Both Pharyngula and Black Sun Journal have thoroughly debunked the tripe and hogwash passing for insights in a Salon magazine interview with theologian John Haught, but I want to zero in on two of Haught's more telling claims:
... the conviction of the Abrahamic religions is that if ultimate reality were not at least personal -- at least capable of everything that humans are capable of -- then we could not surrender ourselves fully to it. It would be an "it" rather than a "thou" and therefore would not reach us in the depth of our being.
To restate that: if reality were not ultimately personal -- it reality were merely an 'it' rather than a 'thou' -- then it would not "reach us in the depth of our being."
And this is reality's problem because ...? Reality -- what's the proper verb here -- must be? ought to be? is? cannot help being? is so constituted by inalterable physical laws as to be? -- capable of reaching John Haught and everyone else in "the depth of our being." Who says? Why? According to what mechanism? What if reality is, either ultimately or in a great many cases, repellent, alien, and inhospitable to "the depth of our being"? Who can we sue for damages? How can we prove our case either way in court? If we do get standing somewhere, and win our case, and collect damages, I would like to be awarded compensation in the form of better hair, the power of flight, and six-hour orgasms.
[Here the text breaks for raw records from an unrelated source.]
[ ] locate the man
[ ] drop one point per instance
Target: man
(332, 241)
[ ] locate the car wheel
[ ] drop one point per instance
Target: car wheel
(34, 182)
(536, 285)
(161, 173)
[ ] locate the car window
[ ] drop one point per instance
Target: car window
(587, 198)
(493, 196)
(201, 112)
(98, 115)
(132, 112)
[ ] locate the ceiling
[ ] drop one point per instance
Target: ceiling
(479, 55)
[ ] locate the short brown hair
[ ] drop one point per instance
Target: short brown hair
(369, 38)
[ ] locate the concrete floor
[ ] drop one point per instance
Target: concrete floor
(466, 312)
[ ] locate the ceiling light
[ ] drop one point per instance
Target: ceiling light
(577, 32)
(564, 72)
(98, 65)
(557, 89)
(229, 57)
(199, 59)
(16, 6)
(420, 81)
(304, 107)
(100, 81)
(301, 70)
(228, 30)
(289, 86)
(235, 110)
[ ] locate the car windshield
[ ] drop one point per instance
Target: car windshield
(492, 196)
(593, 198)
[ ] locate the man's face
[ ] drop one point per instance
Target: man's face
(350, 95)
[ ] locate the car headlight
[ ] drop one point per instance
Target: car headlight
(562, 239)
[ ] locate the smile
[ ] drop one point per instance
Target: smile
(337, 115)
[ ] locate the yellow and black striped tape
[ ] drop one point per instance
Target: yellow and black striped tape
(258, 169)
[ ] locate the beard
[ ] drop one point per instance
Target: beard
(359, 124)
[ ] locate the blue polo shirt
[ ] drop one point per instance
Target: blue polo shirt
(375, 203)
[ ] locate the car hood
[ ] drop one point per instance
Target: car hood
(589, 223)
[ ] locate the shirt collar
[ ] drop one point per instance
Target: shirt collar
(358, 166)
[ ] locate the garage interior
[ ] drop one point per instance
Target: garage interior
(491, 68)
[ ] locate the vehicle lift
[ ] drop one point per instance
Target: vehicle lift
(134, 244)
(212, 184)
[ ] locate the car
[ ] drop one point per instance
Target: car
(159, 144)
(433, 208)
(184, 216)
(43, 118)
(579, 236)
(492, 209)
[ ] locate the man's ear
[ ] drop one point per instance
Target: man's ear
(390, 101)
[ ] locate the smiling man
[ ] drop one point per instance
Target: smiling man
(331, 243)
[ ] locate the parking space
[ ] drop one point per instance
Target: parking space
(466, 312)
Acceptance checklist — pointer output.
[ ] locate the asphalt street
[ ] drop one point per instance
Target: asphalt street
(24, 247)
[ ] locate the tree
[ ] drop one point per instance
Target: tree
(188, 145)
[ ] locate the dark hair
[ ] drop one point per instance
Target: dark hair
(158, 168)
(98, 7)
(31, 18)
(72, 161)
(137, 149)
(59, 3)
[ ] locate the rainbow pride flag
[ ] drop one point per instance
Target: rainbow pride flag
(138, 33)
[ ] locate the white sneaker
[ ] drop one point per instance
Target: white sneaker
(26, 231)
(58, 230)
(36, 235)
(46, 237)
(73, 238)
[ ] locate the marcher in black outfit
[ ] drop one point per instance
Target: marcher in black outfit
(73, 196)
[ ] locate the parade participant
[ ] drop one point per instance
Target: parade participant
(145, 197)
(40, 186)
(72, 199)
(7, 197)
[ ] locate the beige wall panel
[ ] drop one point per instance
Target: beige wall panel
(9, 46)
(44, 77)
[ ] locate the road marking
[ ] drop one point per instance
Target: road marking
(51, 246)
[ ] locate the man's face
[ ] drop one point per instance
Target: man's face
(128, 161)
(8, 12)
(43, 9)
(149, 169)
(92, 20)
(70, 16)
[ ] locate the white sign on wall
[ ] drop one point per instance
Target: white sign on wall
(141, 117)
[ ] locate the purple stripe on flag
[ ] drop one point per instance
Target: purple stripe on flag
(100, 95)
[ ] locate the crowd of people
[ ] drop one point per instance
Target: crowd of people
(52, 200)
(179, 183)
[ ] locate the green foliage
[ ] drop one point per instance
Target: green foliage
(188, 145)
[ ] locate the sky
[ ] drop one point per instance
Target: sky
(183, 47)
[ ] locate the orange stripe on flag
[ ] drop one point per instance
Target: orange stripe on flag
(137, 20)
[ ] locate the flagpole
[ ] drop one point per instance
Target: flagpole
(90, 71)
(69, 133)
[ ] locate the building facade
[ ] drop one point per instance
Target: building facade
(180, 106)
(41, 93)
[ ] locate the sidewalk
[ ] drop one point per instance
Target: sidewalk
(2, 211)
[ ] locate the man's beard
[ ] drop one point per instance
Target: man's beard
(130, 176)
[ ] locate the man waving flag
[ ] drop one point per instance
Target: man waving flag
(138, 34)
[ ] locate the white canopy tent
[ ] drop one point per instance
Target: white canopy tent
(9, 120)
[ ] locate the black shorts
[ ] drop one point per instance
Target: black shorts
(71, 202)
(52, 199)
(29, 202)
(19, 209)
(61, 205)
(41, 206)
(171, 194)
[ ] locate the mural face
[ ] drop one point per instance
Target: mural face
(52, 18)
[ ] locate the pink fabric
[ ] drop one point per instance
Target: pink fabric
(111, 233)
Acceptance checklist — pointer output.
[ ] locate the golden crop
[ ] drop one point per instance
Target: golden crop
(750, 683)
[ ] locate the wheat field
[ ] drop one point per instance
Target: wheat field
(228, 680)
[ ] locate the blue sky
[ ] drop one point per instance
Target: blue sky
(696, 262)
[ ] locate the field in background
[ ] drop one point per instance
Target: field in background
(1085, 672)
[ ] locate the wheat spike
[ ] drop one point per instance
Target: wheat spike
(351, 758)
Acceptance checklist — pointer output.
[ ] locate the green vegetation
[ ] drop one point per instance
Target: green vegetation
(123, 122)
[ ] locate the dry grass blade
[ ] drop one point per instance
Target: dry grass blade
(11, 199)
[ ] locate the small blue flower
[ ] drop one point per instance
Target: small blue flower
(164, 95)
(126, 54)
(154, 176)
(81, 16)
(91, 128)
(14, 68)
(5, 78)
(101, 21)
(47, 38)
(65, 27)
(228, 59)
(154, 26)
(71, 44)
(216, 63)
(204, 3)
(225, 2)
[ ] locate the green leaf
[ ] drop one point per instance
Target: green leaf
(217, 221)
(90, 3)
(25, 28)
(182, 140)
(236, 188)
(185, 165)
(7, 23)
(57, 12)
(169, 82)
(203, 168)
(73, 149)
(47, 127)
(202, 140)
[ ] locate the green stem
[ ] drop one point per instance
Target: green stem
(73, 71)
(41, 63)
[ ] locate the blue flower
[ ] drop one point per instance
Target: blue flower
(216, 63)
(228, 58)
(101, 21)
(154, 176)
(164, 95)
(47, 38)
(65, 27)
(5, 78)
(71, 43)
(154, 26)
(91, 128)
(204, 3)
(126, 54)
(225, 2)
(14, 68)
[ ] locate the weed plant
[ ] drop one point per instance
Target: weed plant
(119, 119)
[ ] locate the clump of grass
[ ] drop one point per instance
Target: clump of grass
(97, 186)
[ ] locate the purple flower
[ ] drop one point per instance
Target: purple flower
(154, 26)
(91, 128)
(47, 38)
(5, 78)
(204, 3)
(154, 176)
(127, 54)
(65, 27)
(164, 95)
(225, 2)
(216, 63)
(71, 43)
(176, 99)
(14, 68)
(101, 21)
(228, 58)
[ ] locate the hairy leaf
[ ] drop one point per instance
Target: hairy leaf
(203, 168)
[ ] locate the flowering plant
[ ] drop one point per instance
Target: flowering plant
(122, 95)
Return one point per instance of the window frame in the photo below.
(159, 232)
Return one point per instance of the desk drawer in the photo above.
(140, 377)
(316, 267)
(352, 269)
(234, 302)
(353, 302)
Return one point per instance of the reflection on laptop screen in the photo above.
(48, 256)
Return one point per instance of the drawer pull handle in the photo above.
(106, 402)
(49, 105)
Which is to say, this is at best a
wish about reality, not a description of it that Haught has given a solid reason to believe. I think this is a clear example of what I take to be the cognitive basis for belief in god (cribbing from Daniel Dennett here), namely, a hard-wired tendency to locate intentionality and agency in everything that passes through our senses. The wind shaking a bush, the lightning and thunder, the rising and setting of the sun, the waxing and waning of the moon, birth and dying, etc., are irresistably glossed as being or directly evincing a 'thou' rather than a mere 'it' -- there must be a guy with a plan behind such things, lest they fail to make sense, because 'make sense' and 'evince purpose, agency, intention, planning, scheming' are all but indistinguishable to our minds.
It requires a conscious effort not to imagine agency in every 'it.' The tendency serves us well when we're interacting with other humans, which is so much of what we humans are doing, directly or indirectly, at any given time or place -- it makes us constantly alert to the agendas of others and how our own agendas either agree or disagree, fit or fail to fit. The tendency works extremely poorly when it comes to understanding things like weather, chemical interactions, and planetary motions -- or even more mundane objects of human manufacture like microwave ovens, hair styles, computers, and cars. The ocassional desire to curse, crush, or defenestrate such things stems from this same tendency. It is difficult to understand an 'it' on its own terms as an 'it,' but that's what
actually understanding it means.
Haught closes the interview with this bit of absurdity:
[Salon]: So if a camera was at the Resurrection, it would have recorded nothing?
[Haught]: If you had a camera in the upper room when the disciples came together after the death and Resurrection of Jesus, we would not see it. I'm not the only one to say this. Even conservative Catholic theologians say that. Faith means taking the risk of being vulnerable and opening your heart to that which is most important. We trivialize the whole meaning of the Resurrection when we start asking, Is it scientifically verifiable? Science is simply not equipped to deal with the dimensions of purposefulness, love, compassion, forgiveness -- all the feelings and experiences that accompanied the early community's belief that Jesus is still alive. Science is simply not equipped to deal with that. We have to learn to read the universe at different levels. That means we have to overcome literalism not just in the Christian or Jewish or Islamic interpretations of scripture but also in the scientific exploration of the universe. There are levels of depth in the cosmos that science simply cannot reach by itself.
Speaking as an atheist, nothing would make me happier than for religious believers to "overcome literalism." Haught wants to believe he has done so, and bully for that, but he is deluded twice over if he thinks his rarefied, abstracted conception of god-belief is widely shared. There are alarmingly large numbers of Muslims who believe they'll be given a thick stack of comely virgins if only they'll die for the faith. And the Christian believers who made, for example, the
James Ossuary such a mass phenomenon were thinking in quite literal terms about what the relic suggested about the historical veracity of the gospels.